Challenger Dan Sullivan declared victory Wednesday in his campaign to oust incumbent U.S. Sen. Mark Begich, and he flew to Washington, D.C., to help select leaders of the new Republican-controlled Senate.
Sullivan, a Republican, made the declaration after maintaining a significant lead over Begich with the counting of some 17,000 ballots on Tuesday, and The Associated Press called the race in his favor.
Begich, a Democrat, on Wednesday refused to concede. His campaign stressed that tens of thousands of votes remain to be counted, with ballots in key areas that traditionally trend Democratic relatively undercounted so far.
That includes 128 rural villages where early voting locations were established this year and where Begich campaigned hard.
"Those who had historic access to early voting locations for the first time should have their voices heard," said Max Croes, Begich's spokesman.
Begich hammered Sullivan in those remote villages in Western Alaska and the Arctic, receiving three votes to every one for Sullivan. But the known quantity of votes remaining to be counted in those areas and others, and district-by-district voting trends so far, suggest that Begich won't pull off a surprise victory like he did in 2008 against Sen. Ted Stevens.

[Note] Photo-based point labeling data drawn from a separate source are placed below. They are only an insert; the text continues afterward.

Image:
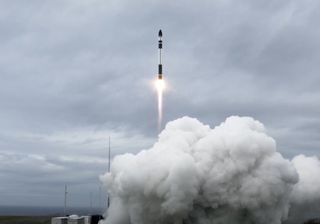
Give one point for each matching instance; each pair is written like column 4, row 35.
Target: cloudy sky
column 73, row 73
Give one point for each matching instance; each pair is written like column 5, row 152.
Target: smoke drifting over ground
column 198, row 175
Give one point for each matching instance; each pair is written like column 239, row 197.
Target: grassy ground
column 25, row 220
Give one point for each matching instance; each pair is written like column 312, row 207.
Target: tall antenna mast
column 109, row 163
column 65, row 200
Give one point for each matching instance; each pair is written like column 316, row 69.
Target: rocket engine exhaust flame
column 194, row 174
column 160, row 86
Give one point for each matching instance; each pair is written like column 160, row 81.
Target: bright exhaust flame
column 160, row 86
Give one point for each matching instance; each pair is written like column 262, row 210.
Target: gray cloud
column 74, row 72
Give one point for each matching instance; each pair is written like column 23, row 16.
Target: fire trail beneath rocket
column 160, row 85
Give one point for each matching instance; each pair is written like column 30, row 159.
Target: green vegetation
column 25, row 220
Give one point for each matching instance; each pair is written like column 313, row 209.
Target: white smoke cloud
column 195, row 174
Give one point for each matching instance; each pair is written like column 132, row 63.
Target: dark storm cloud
column 75, row 72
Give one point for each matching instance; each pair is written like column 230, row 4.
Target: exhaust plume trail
column 160, row 86
column 197, row 175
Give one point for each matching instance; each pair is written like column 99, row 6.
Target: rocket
column 159, row 48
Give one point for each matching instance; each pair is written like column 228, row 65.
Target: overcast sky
column 74, row 72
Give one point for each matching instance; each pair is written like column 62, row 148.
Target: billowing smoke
column 197, row 175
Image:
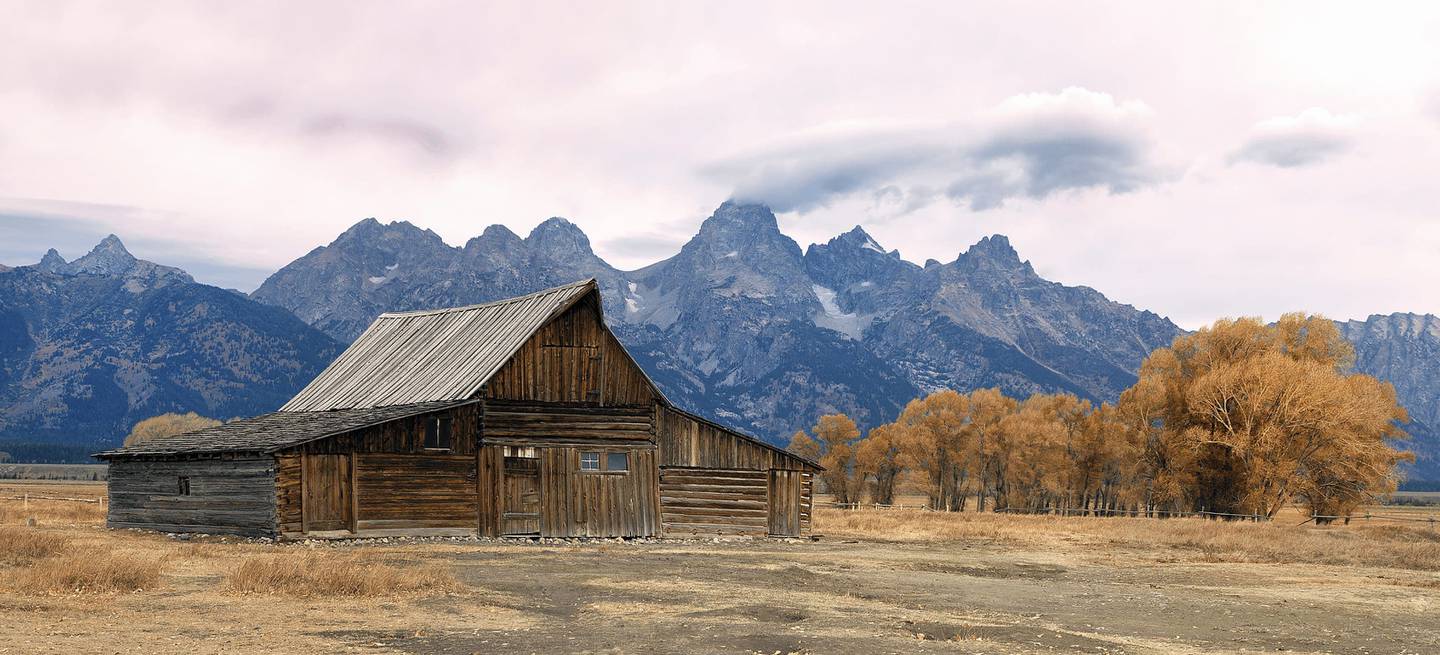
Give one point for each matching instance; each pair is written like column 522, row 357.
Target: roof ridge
column 503, row 301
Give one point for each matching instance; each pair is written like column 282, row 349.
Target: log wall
column 687, row 442
column 403, row 435
column 713, row 501
column 529, row 422
column 598, row 504
column 231, row 495
column 415, row 493
column 573, row 359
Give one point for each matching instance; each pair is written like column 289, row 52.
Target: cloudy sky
column 1198, row 160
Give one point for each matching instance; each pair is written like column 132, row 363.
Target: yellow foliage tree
column 166, row 425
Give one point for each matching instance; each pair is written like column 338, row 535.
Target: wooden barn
column 516, row 418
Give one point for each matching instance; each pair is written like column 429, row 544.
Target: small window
column 438, row 434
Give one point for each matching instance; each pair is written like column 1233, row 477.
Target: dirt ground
column 838, row 595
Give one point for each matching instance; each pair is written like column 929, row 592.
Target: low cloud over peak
column 1311, row 137
column 1030, row 146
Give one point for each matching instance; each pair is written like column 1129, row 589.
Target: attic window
column 438, row 434
column 604, row 462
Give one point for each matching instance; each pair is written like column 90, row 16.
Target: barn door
column 522, row 504
column 785, row 503
column 327, row 500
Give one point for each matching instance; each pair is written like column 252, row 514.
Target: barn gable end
column 517, row 418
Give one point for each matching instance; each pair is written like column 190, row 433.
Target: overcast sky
column 1200, row 160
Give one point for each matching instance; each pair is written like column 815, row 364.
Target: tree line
column 1239, row 418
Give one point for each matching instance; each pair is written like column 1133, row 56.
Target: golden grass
column 49, row 513
column 23, row 546
column 87, row 570
column 336, row 575
column 1197, row 539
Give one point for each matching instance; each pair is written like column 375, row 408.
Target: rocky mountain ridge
column 92, row 346
column 748, row 327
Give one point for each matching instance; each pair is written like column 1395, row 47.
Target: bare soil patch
column 876, row 583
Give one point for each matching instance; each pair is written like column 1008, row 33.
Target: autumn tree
column 1262, row 415
column 994, row 446
column 933, row 441
column 166, row 425
column 834, row 448
column 877, row 461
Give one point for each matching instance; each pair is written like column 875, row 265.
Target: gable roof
column 274, row 431
column 434, row 356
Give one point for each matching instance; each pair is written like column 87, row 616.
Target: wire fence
column 1074, row 511
column 26, row 498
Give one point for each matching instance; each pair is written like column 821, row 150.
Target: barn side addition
column 516, row 418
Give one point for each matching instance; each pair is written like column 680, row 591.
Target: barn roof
column 274, row 431
column 432, row 356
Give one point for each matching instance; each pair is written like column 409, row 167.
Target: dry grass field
column 879, row 580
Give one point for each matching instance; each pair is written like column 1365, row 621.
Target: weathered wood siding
column 807, row 501
column 403, row 435
column 395, row 484
column 689, row 442
column 786, row 503
column 287, row 494
column 573, row 359
column 226, row 495
column 490, row 474
column 713, row 501
column 412, row 493
column 529, row 422
column 598, row 504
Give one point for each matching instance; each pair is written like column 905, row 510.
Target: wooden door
column 327, row 501
column 785, row 503
column 522, row 497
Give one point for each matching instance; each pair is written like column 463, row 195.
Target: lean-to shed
column 516, row 418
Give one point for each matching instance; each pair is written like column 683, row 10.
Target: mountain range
column 92, row 346
column 740, row 324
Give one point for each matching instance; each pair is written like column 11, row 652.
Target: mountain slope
column 1404, row 350
column 745, row 327
column 90, row 347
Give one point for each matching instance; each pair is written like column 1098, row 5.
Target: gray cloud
column 1311, row 137
column 75, row 228
column 1030, row 146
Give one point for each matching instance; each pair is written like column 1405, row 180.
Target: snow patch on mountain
column 831, row 315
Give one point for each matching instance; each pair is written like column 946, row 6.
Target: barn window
column 438, row 434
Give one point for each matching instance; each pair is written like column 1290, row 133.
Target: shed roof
column 432, row 356
column 274, row 431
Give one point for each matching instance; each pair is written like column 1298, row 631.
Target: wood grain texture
column 226, row 495
column 573, row 359
column 713, row 501
column 403, row 435
column 596, row 504
column 396, row 491
column 687, row 441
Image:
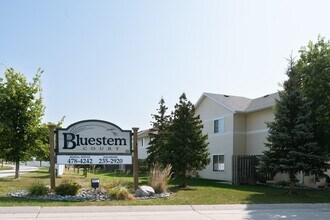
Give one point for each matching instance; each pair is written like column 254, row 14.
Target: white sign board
column 94, row 137
column 94, row 159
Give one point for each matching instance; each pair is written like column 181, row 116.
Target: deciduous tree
column 21, row 110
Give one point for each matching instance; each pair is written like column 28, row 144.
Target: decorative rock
column 144, row 191
column 89, row 195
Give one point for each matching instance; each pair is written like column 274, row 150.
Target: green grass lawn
column 200, row 191
column 5, row 168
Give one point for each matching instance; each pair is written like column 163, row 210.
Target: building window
column 219, row 125
column 218, row 162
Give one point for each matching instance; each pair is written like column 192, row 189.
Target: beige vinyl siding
column 239, row 134
column 219, row 143
column 256, row 130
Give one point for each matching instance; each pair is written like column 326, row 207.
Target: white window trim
column 221, row 129
column 224, row 162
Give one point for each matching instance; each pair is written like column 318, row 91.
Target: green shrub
column 159, row 177
column 67, row 187
column 118, row 183
column 120, row 193
column 38, row 189
column 282, row 183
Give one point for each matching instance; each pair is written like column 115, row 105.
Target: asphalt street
column 181, row 212
column 184, row 212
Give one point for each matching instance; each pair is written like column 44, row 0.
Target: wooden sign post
column 135, row 159
column 52, row 156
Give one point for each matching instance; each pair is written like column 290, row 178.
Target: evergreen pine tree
column 187, row 149
column 158, row 135
column 291, row 141
column 314, row 69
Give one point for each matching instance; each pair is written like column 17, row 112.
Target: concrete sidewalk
column 184, row 212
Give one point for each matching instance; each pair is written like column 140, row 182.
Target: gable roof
column 239, row 103
column 264, row 102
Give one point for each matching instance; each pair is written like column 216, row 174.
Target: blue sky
column 114, row 60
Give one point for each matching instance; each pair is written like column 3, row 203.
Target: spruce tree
column 158, row 135
column 314, row 69
column 291, row 143
column 187, row 148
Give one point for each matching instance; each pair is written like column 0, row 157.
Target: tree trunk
column 17, row 169
column 183, row 181
column 292, row 183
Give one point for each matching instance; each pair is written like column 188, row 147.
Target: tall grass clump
column 38, row 189
column 159, row 177
column 120, row 193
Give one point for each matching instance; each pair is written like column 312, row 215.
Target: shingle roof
column 236, row 103
column 241, row 104
column 266, row 101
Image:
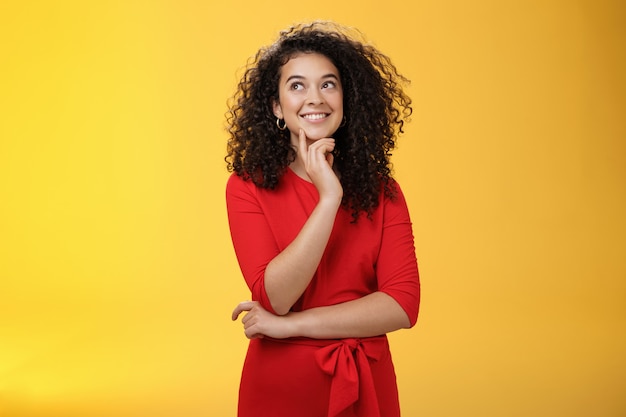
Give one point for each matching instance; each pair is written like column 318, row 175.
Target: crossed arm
column 289, row 273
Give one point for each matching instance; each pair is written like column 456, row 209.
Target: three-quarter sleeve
column 396, row 268
column 253, row 241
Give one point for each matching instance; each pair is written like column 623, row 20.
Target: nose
column 315, row 96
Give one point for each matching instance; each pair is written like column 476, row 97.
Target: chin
column 316, row 134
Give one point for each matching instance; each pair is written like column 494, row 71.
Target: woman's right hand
column 317, row 159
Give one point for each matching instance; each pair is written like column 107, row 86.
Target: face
column 310, row 97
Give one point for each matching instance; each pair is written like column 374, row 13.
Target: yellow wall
column 117, row 275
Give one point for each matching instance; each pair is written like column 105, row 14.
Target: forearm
column 289, row 273
column 372, row 315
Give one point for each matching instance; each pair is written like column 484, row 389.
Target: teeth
column 316, row 116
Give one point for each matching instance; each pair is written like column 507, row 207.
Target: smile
column 315, row 116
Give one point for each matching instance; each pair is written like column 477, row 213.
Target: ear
column 278, row 111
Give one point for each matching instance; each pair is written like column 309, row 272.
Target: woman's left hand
column 259, row 322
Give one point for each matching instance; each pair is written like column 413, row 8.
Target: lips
column 315, row 116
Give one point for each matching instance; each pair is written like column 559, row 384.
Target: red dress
column 317, row 378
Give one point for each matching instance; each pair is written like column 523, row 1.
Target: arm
column 394, row 306
column 371, row 315
column 278, row 278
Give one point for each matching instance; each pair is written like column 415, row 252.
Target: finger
column 302, row 143
column 241, row 307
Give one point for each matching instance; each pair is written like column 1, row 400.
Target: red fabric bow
column 352, row 384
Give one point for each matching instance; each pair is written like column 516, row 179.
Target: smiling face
column 310, row 96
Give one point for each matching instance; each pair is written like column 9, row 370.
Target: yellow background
column 117, row 275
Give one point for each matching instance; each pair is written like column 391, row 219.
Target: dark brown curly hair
column 375, row 109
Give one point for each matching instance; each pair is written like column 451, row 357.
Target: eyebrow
column 301, row 77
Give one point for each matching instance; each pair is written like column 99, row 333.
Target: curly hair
column 375, row 109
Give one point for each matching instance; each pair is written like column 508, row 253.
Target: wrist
column 297, row 323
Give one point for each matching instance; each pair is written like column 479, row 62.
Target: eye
column 296, row 86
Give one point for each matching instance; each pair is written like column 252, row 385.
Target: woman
column 320, row 228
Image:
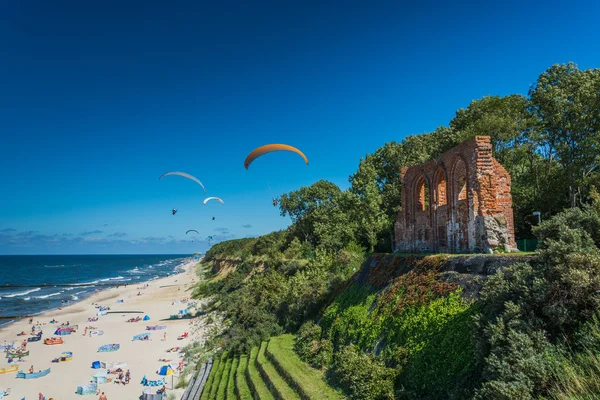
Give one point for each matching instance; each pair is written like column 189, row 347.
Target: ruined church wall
column 467, row 206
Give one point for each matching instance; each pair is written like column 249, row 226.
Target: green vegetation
column 255, row 381
column 243, row 390
column 231, row 379
column 211, row 379
column 274, row 381
column 222, row 389
column 308, row 382
column 533, row 330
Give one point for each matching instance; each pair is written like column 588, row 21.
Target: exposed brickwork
column 459, row 202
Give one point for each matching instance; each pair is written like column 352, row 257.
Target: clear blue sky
column 98, row 100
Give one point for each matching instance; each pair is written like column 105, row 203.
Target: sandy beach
column 142, row 357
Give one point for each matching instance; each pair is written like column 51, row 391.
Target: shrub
column 309, row 346
column 308, row 334
column 363, row 376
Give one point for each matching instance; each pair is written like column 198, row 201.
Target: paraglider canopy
column 270, row 148
column 185, row 175
column 213, row 198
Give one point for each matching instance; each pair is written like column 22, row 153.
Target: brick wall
column 459, row 202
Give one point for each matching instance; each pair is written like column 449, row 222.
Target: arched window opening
column 461, row 184
column 423, row 194
column 440, row 187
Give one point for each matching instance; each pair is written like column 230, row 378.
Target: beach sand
column 142, row 356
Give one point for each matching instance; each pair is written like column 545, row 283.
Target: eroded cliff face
column 222, row 267
column 468, row 271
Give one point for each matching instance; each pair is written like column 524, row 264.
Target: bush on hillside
column 311, row 348
column 362, row 375
column 530, row 310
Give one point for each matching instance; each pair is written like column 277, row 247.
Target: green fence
column 527, row 244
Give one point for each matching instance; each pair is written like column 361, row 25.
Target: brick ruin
column 457, row 203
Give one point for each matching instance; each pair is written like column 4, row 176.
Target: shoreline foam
column 142, row 356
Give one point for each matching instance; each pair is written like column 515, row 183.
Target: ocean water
column 30, row 285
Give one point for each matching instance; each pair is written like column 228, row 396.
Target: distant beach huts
column 34, row 375
column 9, row 370
column 143, row 336
column 156, row 328
column 109, row 347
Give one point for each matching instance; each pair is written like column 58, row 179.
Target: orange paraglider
column 270, row 148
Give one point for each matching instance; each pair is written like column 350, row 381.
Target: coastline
column 155, row 300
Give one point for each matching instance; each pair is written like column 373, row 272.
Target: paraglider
column 270, row 148
column 213, row 198
column 185, row 176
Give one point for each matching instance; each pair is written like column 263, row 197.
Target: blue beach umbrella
column 166, row 370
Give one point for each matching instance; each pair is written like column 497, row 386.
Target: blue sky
column 98, row 100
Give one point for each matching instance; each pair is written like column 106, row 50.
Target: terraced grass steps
column 212, row 384
column 210, row 380
column 197, row 382
column 218, row 377
column 306, row 381
column 258, row 388
column 222, row 389
column 276, row 384
column 230, row 393
column 241, row 384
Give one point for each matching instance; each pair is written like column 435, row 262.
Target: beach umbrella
column 166, row 370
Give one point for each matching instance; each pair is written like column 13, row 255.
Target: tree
column 515, row 134
column 567, row 102
column 377, row 182
column 320, row 214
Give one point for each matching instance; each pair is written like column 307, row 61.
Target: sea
column 30, row 285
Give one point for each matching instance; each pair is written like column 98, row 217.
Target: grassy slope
column 218, row 377
column 240, row 380
column 256, row 381
column 224, row 379
column 231, row 380
column 272, row 376
column 210, row 380
column 306, row 380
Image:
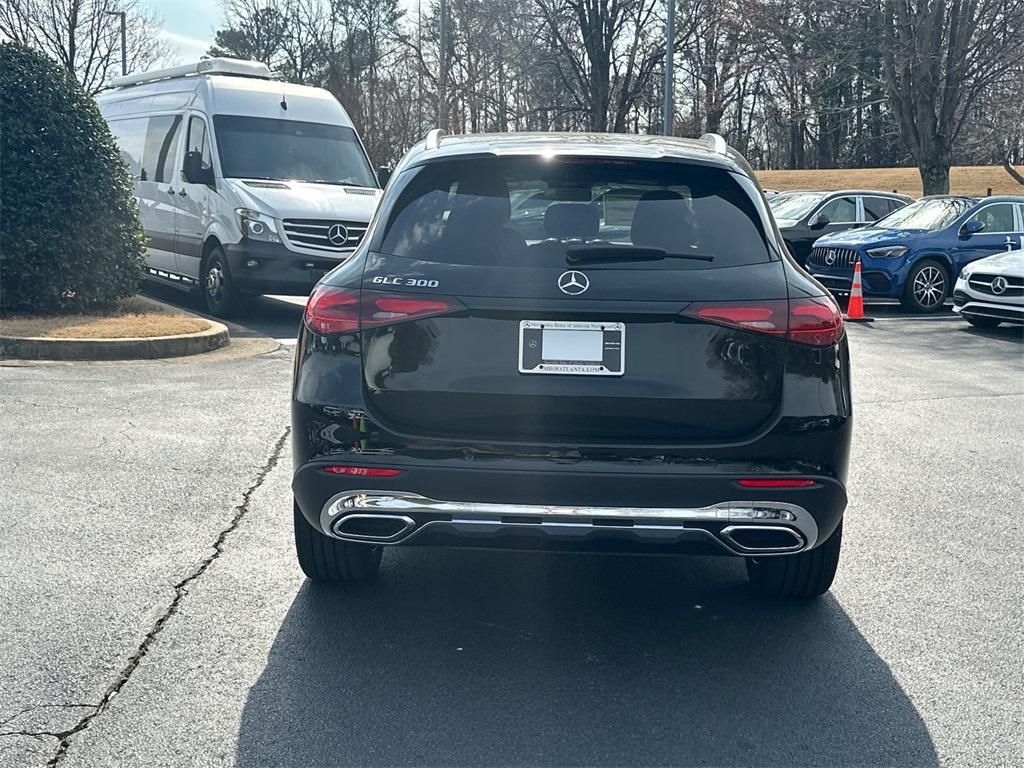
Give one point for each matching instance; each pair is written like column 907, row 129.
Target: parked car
column 990, row 291
column 915, row 253
column 245, row 184
column 678, row 386
column 804, row 215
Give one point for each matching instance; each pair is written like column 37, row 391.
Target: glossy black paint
column 434, row 397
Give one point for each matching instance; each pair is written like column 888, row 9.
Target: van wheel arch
column 208, row 247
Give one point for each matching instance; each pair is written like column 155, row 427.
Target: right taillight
column 343, row 310
column 816, row 322
column 333, row 310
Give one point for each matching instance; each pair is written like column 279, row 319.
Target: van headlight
column 256, row 225
column 887, row 252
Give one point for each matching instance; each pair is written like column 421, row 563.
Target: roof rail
column 716, row 142
column 236, row 67
column 433, row 139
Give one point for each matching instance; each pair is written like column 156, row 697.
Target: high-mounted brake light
column 775, row 482
column 364, row 471
column 343, row 310
column 816, row 322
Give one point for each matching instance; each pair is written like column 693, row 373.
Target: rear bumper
column 574, row 509
column 273, row 268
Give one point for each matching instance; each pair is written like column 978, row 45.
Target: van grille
column 326, row 235
column 837, row 258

The Associated Press declared Sullivan the winner after more votes were counted Tuesday, a week after the Nov. 4 election.
"I am deeply humbled and honored to serve my fellow Alaskans in the United States Senate," Sullivan said in a statement early Wednesday. "Our campaign was about opportunity -- because I truly believe that there is nothing that is wrong with America that can't be fixed by what's right with Alaska."
After the AP called the race late Tuesday, Sullivan's team hurried to get him on a plane to D.C. so he could be there to participate in Senate Republican Conference meetings on Thursday, where votes for leadership positions for the new Senate Republican majority will take place, said Mike Anderson, spokesman for the campaign.
"Once the race was called late last night, we made arrangements to ensure that Dan made it to Washington, D.C., by Thursday morning to vote in the GOP conference elections," Anderson said in an email. Sullivan could not be reached for comment on Wednesday.
Begich turned down requests for an interview.
The vote-counting in Alaska will resume Friday and should continue over the weekend. A winner may not be officially declared for days, aggravating voters in what has been the costliest race in Alaska's history. Between Sullivan's and Begich's campaigns and the groups supporting them, more than $50 million poured into the state, much of it in the form of a massive advertising blitz that filled mailboxes with fliers and crowded answering machines with pre-recorded messages. The stakes were high, and not just in Alaska. In Washington, D.C., Republicans had long ago targeted Begich's seat in the hopes of flipping control of the Senate out of the hands of Democrats.
"This was a hard-fought race," Sullivan said in a statement. "As we move forward, I want to emphasize that my door will always be open to all Alaskans."
Sullivan is a former state attorney general and natural resources commissioner who served in the U.S. Department of State under President George W. Bush.
Begich had been the first Democrat from Alaska to serve in the Senate since Mike Gravel, who served between 1969 and 1981. A former two-term Anchorage mayor, Begich won his Senate seat in 2008 just one week after the long-serving incumbent, Republican Ted Stevens, was found guilty of federal corruption charges that were later invalidated.
As Sullivan and his campaign celebrated, Begich still saw a chance to overcome a large deficit. Begich has chipped away very slightly at Sullivan's lead since Tuesday morning but he is still down about 8,000 votes.
Elections officials said late Tuesday that more than 33,000 votes remain to be counted, a number that will grow because more absentee ballots continue to arrive. A new update was expected sometime Wednesday night.
Focusing on that known quantity, Begich would have to receive close to two votes for every one received by Sullivan to overcome his deficit, an unlikely scenario. Begich so far has received 45.4 percent of about 245,000 votes for senator, while Sullivan has received 48.6 percent.
Still, Begich is pinning some of his hope on rural Alaska.
The four remote districts represented by the Nome offices did relatively little counting on Tuesday. Of the roughly 20,000 ballots counted statewide, a few more than 200 were counted in Nome.
But totals as of Tuesday night showed a relatively small number of ballots remained to be counted there, with only 3,500 absentee and questioned ballots waiting to be tallied in those regions.
Croes also said chunks of Southeast that typically vote Democratic have not had a lot of second-round counting. But again, the numbers to be counted appear too small to help Begich.
Mathematical possibilities, however, aren't Begich's only focus.
"The focus is making sure every ballot is counted and every voice heard," Croes said.